For the second consecutive year, GATE Institute supports start-ups in the challenges of the dual-purpose NATO innovation accelerator DIANA. In 2024, they are five: Energy and Power, Data and Information Security, Sensing and Surveillance, Human Health and Performance and Critical Infrastructure and Logistics, challenges further enriched by three cross-cutting themes: Space, Resilience, and Sustainability.
Each company will receive seed funding of €100,000 and guidance, mentoring, and access to renowned testing centres such as the GATE Institute. The application deadline is August 9, 2024, at *protected email*.
Innovations in these areas strengthen defence and security and offer significant civilian applications, contributing to broader societal benefits such as improved energy efficiency, better health monitoring and more sustainable infrastructure.
As a NATO test centre, GATE Institute’s expertise covers all five new DIANA challenges and can help innovators.

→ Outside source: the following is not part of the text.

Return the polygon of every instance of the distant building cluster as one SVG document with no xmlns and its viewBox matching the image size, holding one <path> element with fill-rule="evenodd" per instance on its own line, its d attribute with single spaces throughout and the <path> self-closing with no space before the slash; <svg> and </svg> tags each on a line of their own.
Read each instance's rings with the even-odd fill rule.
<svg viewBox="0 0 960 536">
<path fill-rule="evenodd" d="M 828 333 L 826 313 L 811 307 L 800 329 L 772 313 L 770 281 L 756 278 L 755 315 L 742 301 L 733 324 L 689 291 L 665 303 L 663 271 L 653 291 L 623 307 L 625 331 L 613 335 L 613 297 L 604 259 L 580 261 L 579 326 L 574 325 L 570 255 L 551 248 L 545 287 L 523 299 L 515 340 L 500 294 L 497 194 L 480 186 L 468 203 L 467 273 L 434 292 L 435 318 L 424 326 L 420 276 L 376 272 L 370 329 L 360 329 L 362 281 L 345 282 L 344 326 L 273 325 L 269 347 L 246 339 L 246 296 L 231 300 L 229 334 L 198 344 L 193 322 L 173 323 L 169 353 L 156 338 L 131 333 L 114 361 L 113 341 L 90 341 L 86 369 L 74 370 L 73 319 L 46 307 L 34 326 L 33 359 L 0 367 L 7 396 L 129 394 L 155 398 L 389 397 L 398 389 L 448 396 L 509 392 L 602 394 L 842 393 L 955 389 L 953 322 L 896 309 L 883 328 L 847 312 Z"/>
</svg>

“Dual-use technologies are a natural interface between the defence industry and emerging innovators and entrepreneurs. Often, startups develop technologies that can be applied relatively easily to security without their original design or investment even suggesting this. All companies need to realize the full potential of their developments, is to tap into a vibrant ecosystem of security and defence experts and investors. DIANA is such an ecosystem, and GATE is its entry point,” explains the coordinator of GATE’s participation in NATO’s Defense Innovation Accelerator (DIANA) Borislav Bankov.

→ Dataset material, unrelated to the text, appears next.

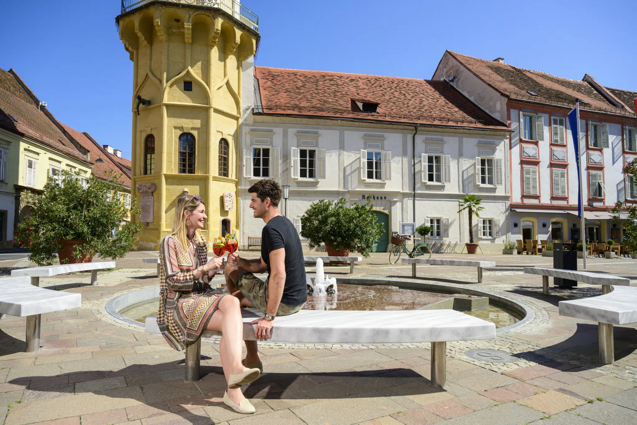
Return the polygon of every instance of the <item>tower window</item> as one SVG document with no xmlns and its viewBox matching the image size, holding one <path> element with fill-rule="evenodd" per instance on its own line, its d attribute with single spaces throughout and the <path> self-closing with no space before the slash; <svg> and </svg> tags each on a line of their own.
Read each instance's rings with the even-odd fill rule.
<svg viewBox="0 0 637 425">
<path fill-rule="evenodd" d="M 179 136 L 179 172 L 195 173 L 195 136 L 189 133 Z"/>
</svg>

The institute’s focus is on testing technologies related to the use of big data and artificial intelligence (AI).
“The Bulgarian companies that applied for the DIANA pilot program in 2023 demonstrated the extraordinary potential of our innovative industry. They proposed various ideas in all priority areas of DIANA, and the result was not long in coming: in terms of success in DIANA, Bulgaria ranked next to countries such as Germany,” summarizes Borislav Bankov.